Fig. 2. Sulfide signalling and chemical reaction pathways.

a | An ischaemia-driven increase in the expression and function of cystathionine γ-lyase (CTH) leads to sulfide metabolite production, which affects both endothelial nitric oxide synthase (eNOS) phosphorylation and hypoxia-inducible factor 1α (HIF1α) activation.
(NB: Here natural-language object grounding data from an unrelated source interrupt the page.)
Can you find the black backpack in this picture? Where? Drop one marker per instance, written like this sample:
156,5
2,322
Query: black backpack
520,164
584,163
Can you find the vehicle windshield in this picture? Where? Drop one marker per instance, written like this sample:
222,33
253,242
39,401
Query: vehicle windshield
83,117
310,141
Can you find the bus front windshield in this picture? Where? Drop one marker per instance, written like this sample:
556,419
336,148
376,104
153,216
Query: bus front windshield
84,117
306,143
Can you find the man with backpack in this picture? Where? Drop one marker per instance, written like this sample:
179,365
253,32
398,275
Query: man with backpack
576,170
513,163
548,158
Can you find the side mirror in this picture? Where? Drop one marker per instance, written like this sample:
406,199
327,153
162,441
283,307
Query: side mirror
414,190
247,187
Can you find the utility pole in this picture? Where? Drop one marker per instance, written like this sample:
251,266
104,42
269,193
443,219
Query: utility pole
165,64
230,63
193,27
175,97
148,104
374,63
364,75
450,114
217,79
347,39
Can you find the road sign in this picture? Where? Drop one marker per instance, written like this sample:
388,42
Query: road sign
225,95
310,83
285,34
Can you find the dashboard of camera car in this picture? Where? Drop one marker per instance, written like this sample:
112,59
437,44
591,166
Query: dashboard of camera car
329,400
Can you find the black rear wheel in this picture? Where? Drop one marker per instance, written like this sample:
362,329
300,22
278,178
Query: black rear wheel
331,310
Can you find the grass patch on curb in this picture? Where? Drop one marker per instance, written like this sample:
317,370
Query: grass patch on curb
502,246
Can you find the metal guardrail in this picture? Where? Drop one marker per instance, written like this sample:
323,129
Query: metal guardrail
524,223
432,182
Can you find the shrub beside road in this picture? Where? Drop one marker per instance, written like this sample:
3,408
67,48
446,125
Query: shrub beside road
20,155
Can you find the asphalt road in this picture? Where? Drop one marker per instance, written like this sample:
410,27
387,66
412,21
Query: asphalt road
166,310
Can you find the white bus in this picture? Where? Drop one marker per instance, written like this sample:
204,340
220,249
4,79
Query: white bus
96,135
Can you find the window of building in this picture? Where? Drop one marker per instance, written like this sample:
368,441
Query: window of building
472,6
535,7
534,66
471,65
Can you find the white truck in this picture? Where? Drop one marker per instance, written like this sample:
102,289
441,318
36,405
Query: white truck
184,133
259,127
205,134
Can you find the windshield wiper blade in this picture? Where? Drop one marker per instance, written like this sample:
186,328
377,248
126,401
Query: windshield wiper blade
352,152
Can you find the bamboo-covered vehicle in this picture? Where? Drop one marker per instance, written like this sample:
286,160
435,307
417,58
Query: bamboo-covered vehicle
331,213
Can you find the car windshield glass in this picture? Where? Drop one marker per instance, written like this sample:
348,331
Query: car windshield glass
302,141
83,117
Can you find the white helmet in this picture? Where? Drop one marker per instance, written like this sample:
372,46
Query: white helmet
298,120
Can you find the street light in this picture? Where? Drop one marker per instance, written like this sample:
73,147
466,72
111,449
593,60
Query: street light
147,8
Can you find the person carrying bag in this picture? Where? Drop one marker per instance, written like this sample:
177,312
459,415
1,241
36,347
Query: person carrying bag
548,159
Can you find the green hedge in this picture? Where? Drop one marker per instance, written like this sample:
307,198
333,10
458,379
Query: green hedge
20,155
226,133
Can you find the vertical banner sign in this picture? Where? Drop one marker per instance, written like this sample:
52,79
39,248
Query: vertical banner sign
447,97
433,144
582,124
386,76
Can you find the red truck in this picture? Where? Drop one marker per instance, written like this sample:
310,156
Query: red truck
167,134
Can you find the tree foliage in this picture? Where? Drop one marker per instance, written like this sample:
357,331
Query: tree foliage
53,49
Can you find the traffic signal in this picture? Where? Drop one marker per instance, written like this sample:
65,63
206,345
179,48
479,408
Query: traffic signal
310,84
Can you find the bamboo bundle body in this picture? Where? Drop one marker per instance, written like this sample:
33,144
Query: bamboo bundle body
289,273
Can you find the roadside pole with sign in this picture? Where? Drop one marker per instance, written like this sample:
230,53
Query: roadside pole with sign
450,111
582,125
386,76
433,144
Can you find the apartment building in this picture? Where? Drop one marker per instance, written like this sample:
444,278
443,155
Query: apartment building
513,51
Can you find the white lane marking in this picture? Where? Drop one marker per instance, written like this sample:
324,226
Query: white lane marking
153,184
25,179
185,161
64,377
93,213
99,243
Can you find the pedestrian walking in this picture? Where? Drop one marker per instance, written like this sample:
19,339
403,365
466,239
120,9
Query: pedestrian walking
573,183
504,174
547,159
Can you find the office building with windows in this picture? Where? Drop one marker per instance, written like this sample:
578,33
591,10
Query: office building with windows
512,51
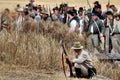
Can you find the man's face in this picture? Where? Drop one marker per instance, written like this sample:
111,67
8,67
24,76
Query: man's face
94,17
56,12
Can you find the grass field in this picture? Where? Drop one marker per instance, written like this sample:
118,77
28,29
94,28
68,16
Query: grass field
12,3
34,56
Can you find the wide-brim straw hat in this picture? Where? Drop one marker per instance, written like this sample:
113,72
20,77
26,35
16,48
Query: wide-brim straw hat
77,45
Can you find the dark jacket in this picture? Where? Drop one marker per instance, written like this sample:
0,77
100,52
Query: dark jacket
96,23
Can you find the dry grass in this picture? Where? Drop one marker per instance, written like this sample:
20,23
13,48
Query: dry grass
42,50
52,3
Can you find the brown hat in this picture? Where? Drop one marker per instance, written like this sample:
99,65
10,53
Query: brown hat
77,45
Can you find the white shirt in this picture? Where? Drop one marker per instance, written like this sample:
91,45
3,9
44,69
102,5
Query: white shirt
73,25
80,59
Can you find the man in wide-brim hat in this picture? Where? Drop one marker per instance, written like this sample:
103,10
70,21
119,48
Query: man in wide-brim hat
82,62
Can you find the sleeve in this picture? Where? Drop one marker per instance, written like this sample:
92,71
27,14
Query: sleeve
80,59
73,24
102,27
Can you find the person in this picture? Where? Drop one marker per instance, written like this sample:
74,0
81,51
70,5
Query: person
82,62
56,14
63,12
115,34
109,22
31,3
20,18
72,23
6,20
95,33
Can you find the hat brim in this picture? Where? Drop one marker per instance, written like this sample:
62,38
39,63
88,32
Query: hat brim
77,48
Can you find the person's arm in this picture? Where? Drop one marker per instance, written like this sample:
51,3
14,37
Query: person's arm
80,59
73,24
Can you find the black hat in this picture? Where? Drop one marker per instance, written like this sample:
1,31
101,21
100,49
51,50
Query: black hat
109,13
55,8
71,12
80,9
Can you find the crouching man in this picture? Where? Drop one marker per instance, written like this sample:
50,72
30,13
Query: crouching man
82,62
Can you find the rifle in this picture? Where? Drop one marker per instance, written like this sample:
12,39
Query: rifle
67,61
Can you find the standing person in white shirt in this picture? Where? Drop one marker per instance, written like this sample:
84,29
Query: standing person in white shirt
20,18
82,62
72,23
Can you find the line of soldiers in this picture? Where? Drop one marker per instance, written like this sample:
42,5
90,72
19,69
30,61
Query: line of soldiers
92,22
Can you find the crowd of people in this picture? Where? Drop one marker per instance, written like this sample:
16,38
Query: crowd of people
93,21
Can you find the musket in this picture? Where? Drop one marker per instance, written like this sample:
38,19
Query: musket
67,61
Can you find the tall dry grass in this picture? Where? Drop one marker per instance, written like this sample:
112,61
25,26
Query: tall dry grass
42,50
This cascade leads to vascular endothelial growth factor (VEGF) and nitric oxide (NO) production, stimulating the monocyte recruitment and endothelial cell (EC) proliferation necessary for angiogenesis and arteriogenesis. b | Sulfide post-translational modifications of eNOS and cGMP-dependent protein kinase 1α (PKG1α), together with electrophilic sulfhydration of 8-nitro-cGMP to 8-SH-cGMP, the soluble guanylate cyclase-β1 subunit (sGCβ1) to sGCβ1 persulfide (sGC-SSH) and phosphodiesterase type 5 (PDE5) to PDE5 persulfide (PDE5-SSH), contribute to increased cGMP levels and subsequent protein kinase G (PKG) activity. c | The effect of sulfide and polysulfide on xanthine oxidase (XO)-dependent nitrite (NO₂⁻) reduction via interaction with either Fe–S clusters or a molybdenum cofactor (Mo-co) domain, which is inhibited by 2,6-dichlorophenolindophenol (DCPIP) or febuxostat, respectively. AKT1, RACα serine–threonine protein kinase; BK_Ca, large-conductance calcium-activated potassium channel; FGF2, fibroblast growth factor 2; H₂S, hydrogen sulfide; K_ATP, ATP-sensitive potassium channel; K_v7, voltage-gated potassium channels; PI3K, phosphatidylinositol 3-kinase.